- Church: Episcopal Church
- Diocese: South Dakota
- Elected: May 4, 2019
- In office: 2019–present
- Predecessor: John Tarrant

Orders
- Ordination: 1996 by James E. Folts
- Consecration: November 2, 2019 by Michael Curry

Personal details
- Born: January 30, 1968 (age 58)
- Denomination: Anglican
- Parents: James E. Folts & Sandra Johnston
- Spouse: Kimberly Folts ​(m. 1996)​
- Children: Cameron Folts (1999) Garrett Folts (2000) Chloe Folts (2002)

= Jonathan Folts =

American Episcopalian bishop

Jonathan H. Folts (born January 30, 1968) is an American prelate of the Episcopal Church who serves as the current and eleventh Bishop of South Dakota.

==Biography==
Bishop Folts was born on January 30, 1968, the son of the Right Reverend James E. Folts, Bishop of West Texas, and Sandra Johnston. He graduated from the University of North Texas with a Bachelor of Arts in 1991, and then with a Master of Divinity from the Virginia Theological Seminary in 1996. He also earned a Doctor of Ministry from the Virginia Seminary in 2013.

Bishop Folts was ordained deacon in 1996 and priest in 1997 by his father. He then served as Vicar of Holy Spirit Church in Dripping Springs, Texas (1996-1997); Vicar of St. Elizabeth's Church in Buda, Texas (1996-1999); Rector of St. Francis Church in Victoria, Texas (1999-2004); and Rector of St.
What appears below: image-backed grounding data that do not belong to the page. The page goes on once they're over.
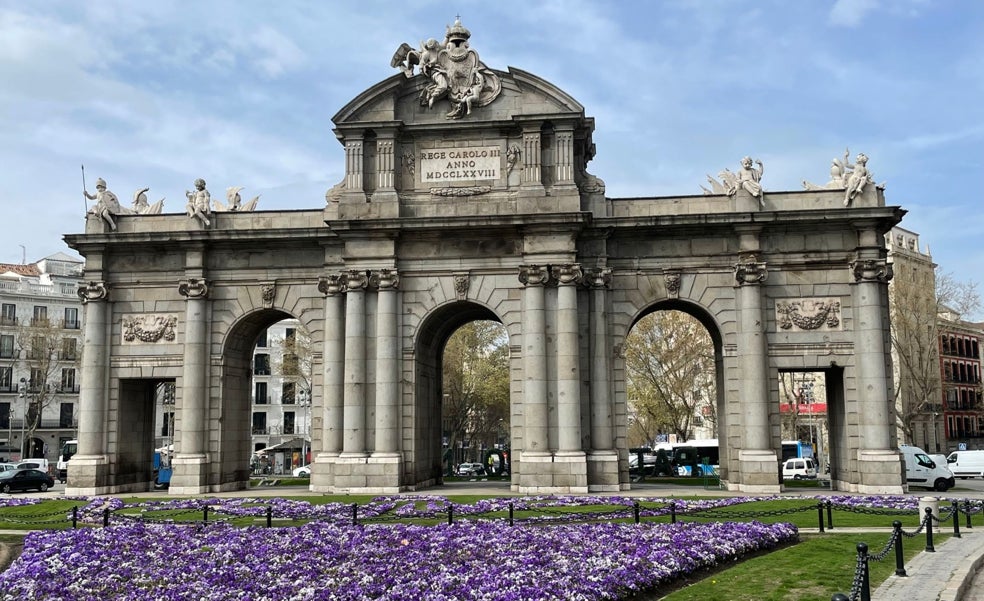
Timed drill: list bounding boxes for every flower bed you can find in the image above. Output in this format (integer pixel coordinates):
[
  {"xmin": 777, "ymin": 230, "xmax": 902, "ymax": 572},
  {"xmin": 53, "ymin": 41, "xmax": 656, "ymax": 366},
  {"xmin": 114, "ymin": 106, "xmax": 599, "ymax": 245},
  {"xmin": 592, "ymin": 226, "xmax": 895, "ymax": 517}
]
[{"xmin": 0, "ymin": 519, "xmax": 797, "ymax": 600}]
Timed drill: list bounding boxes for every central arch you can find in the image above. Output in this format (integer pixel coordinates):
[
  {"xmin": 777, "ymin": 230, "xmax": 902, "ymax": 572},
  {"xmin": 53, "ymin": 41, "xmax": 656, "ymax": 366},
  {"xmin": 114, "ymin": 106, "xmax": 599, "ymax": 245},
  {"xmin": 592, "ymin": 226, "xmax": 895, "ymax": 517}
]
[{"xmin": 413, "ymin": 301, "xmax": 504, "ymax": 487}]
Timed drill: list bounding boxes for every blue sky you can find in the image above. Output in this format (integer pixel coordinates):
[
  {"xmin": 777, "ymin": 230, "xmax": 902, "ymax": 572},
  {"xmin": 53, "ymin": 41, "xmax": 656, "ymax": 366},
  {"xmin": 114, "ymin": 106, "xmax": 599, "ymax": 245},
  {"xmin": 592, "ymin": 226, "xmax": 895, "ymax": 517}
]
[{"xmin": 2, "ymin": 1, "xmax": 981, "ymax": 300}]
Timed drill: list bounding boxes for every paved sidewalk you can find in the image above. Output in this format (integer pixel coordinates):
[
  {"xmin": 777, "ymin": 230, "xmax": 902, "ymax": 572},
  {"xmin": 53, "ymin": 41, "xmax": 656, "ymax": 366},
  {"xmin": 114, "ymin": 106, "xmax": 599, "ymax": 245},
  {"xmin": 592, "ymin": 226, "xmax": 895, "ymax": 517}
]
[{"xmin": 872, "ymin": 530, "xmax": 984, "ymax": 601}]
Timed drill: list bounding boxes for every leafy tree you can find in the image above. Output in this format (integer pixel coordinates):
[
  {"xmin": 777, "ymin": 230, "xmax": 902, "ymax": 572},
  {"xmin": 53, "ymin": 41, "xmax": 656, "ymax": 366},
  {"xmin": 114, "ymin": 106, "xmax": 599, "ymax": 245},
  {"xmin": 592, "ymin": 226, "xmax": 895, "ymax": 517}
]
[
  {"xmin": 15, "ymin": 316, "xmax": 80, "ymax": 457},
  {"xmin": 624, "ymin": 310, "xmax": 715, "ymax": 444},
  {"xmin": 442, "ymin": 321, "xmax": 509, "ymax": 464}
]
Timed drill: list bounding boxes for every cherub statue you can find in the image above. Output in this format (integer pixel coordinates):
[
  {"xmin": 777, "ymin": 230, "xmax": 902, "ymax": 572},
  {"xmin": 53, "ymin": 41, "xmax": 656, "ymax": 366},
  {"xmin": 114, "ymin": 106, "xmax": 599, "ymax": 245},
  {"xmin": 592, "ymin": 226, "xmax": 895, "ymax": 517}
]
[
  {"xmin": 84, "ymin": 178, "xmax": 122, "ymax": 231},
  {"xmin": 727, "ymin": 157, "xmax": 765, "ymax": 207},
  {"xmin": 185, "ymin": 178, "xmax": 211, "ymax": 227},
  {"xmin": 843, "ymin": 153, "xmax": 873, "ymax": 206}
]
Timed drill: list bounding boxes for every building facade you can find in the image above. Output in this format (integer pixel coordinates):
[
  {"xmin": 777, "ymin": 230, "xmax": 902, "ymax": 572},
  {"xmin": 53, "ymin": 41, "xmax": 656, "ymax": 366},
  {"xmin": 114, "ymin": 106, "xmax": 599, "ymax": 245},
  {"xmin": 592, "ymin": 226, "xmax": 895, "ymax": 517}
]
[
  {"xmin": 0, "ymin": 252, "xmax": 84, "ymax": 464},
  {"xmin": 938, "ymin": 312, "xmax": 984, "ymax": 450}
]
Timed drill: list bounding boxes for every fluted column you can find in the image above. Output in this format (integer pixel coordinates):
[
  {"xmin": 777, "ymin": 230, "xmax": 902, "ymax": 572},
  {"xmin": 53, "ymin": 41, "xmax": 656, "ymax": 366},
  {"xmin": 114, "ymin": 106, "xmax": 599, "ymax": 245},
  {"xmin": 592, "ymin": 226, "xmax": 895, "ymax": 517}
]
[
  {"xmin": 734, "ymin": 255, "xmax": 769, "ymax": 450},
  {"xmin": 344, "ymin": 137, "xmax": 364, "ymax": 191},
  {"xmin": 555, "ymin": 264, "xmax": 583, "ymax": 453},
  {"xmin": 520, "ymin": 125, "xmax": 543, "ymax": 192},
  {"xmin": 317, "ymin": 275, "xmax": 345, "ymax": 456},
  {"xmin": 554, "ymin": 125, "xmax": 576, "ymax": 186},
  {"xmin": 586, "ymin": 268, "xmax": 613, "ymax": 450},
  {"xmin": 76, "ymin": 281, "xmax": 110, "ymax": 457},
  {"xmin": 376, "ymin": 138, "xmax": 396, "ymax": 192},
  {"xmin": 341, "ymin": 269, "xmax": 368, "ymax": 456},
  {"xmin": 372, "ymin": 269, "xmax": 400, "ymax": 455},
  {"xmin": 519, "ymin": 265, "xmax": 549, "ymax": 454},
  {"xmin": 177, "ymin": 278, "xmax": 209, "ymax": 457},
  {"xmin": 851, "ymin": 257, "xmax": 894, "ymax": 450}
]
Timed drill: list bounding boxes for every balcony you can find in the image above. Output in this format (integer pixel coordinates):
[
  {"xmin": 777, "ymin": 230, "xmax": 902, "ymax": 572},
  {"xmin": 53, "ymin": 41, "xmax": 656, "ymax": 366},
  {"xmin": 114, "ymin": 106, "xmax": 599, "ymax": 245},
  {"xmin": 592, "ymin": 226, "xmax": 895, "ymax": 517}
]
[{"xmin": 63, "ymin": 321, "xmax": 80, "ymax": 330}]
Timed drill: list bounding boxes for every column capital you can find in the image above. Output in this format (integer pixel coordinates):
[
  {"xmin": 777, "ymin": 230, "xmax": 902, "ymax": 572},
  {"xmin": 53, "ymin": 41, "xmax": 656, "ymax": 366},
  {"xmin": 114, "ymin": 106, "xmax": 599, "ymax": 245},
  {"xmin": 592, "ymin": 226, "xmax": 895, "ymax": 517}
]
[
  {"xmin": 318, "ymin": 274, "xmax": 346, "ymax": 296},
  {"xmin": 735, "ymin": 254, "xmax": 767, "ymax": 286},
  {"xmin": 851, "ymin": 258, "xmax": 893, "ymax": 283},
  {"xmin": 178, "ymin": 278, "xmax": 209, "ymax": 299},
  {"xmin": 78, "ymin": 281, "xmax": 109, "ymax": 304},
  {"xmin": 518, "ymin": 264, "xmax": 550, "ymax": 287},
  {"xmin": 585, "ymin": 267, "xmax": 612, "ymax": 289},
  {"xmin": 555, "ymin": 263, "xmax": 583, "ymax": 286},
  {"xmin": 370, "ymin": 268, "xmax": 400, "ymax": 290},
  {"xmin": 343, "ymin": 269, "xmax": 369, "ymax": 292}
]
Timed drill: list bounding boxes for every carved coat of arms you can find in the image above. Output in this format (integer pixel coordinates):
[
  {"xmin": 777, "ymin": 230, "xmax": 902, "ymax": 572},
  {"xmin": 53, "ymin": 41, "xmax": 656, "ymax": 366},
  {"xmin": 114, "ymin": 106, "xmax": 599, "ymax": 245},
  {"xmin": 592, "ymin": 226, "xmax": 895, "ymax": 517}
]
[{"xmin": 391, "ymin": 18, "xmax": 502, "ymax": 119}]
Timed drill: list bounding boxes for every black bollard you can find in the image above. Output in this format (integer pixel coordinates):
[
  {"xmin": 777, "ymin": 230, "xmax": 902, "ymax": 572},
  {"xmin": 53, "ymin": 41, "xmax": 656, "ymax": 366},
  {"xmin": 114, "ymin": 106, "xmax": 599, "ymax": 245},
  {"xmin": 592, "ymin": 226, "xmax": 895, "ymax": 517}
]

John's Church in Essex, Connecticut (2004-2019).

On May 4, 2019, Folts was elected as the Bishop of South Dakota during a special convention. He was consecrated on November 2, 2019, at the T.F. Riggs High School Theater in Pierre, South Dakota with Presiding Bishop Michael Curry as chief consecrator.

Folts announced plans to retire effective October 31, 2027.